It's a drama about a couple whose 6-year-old son goes missing while they're on holiday in France during the 2006 World Cup. In the course of 8 x 1 hour episodes using flashback and flash-forward between 2006, 2009 and the present day (well, 2014) the hunt for the missing child is explored through the eyes of the parents, and principally the father played by James Nesbitt as he never gives up hope of finding his son again.
With the whole gamut of emotions from despair through to rage, and covering some uncomfortable topics from child abduction, trafficking and paedophilia, drug abuse, police and judicial corruption, murder, stress, loss of trust and marriage break-up, the drama would test the best of both film makers and actors. And as might be expected there are some successes and failures.
The series is slow moving and thorough, exploring many uncomfortable corners of human life. Generally it feels believable - but there is a major let-down in the final episode where there is a too-rapid tidying up of loose ends, followed by an ambiguous ending.

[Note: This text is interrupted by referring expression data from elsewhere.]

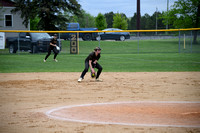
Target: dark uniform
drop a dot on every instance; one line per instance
(92, 56)
(53, 41)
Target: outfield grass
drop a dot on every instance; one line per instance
(154, 56)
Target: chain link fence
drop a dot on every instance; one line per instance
(115, 42)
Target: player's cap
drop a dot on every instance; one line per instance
(97, 48)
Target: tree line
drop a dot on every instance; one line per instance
(54, 14)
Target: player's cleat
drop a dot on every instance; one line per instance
(98, 80)
(80, 79)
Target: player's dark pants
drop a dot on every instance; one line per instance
(97, 65)
(49, 52)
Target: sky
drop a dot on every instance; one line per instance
(128, 7)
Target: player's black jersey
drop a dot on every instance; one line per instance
(92, 56)
(53, 41)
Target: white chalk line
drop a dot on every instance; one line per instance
(48, 113)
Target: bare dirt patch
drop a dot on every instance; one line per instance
(25, 97)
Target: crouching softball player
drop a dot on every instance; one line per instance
(91, 61)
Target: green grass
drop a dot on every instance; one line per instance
(154, 56)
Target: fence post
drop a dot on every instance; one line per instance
(138, 42)
(59, 39)
(179, 42)
(18, 44)
(191, 42)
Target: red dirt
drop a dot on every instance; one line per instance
(161, 114)
(26, 97)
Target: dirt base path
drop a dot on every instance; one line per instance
(26, 97)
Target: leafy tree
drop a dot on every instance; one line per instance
(119, 21)
(100, 22)
(34, 23)
(48, 11)
(86, 20)
(184, 14)
(133, 22)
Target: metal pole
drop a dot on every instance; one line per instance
(18, 44)
(59, 39)
(138, 14)
(191, 42)
(156, 20)
(138, 42)
(167, 13)
(179, 42)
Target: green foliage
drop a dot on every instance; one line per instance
(49, 12)
(116, 57)
(100, 22)
(120, 22)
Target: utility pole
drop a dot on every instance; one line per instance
(156, 19)
(138, 15)
(167, 13)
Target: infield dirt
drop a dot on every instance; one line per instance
(26, 97)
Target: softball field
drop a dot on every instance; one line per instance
(125, 102)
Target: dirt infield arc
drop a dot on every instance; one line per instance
(138, 113)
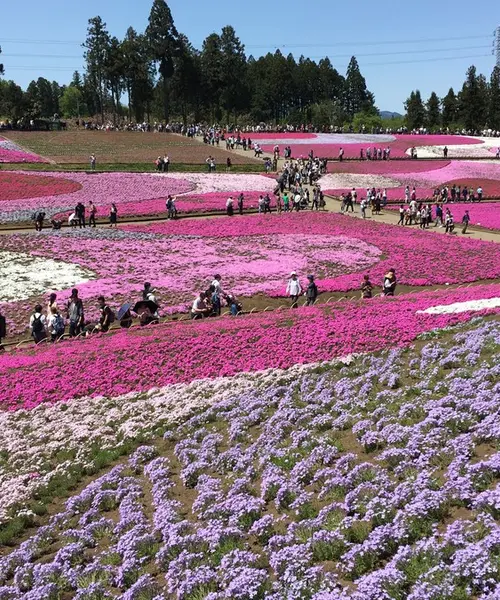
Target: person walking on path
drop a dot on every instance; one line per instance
(107, 316)
(39, 219)
(92, 213)
(55, 324)
(38, 324)
(448, 222)
(366, 287)
(439, 215)
(80, 214)
(465, 221)
(390, 283)
(401, 215)
(362, 206)
(293, 289)
(3, 330)
(312, 291)
(113, 215)
(217, 295)
(75, 314)
(286, 202)
(279, 204)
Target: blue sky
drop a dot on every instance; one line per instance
(315, 28)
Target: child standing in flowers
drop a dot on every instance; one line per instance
(293, 289)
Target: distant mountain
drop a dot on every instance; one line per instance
(387, 114)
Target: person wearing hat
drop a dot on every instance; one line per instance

Unfortunately for me I have always found James Nesbitt to be a 'wooden' actor - in some scenes that is an advantage as his internal turmoil is hidden, but for the most part his acting hides the emotional despair that any parent would feel. The mother is played by Frances O'Connor who is more believable. And then there are a series of characters who speak with a mix of genuine and bogus France accents, and one rather good portrayal by Arsher Ali of the thoroughly odious, manipulative journalist Malik Suri. [Aside: there is even a bit of leaping-on-the-bandwagon here, as he goes in for a minor bit of mobile phone voicemail 'hacking'].
I enjoyed it (if one can 'enjoy' a drama about such uncomfortable topics) but with some reservations. I'll give it 4/5 stars.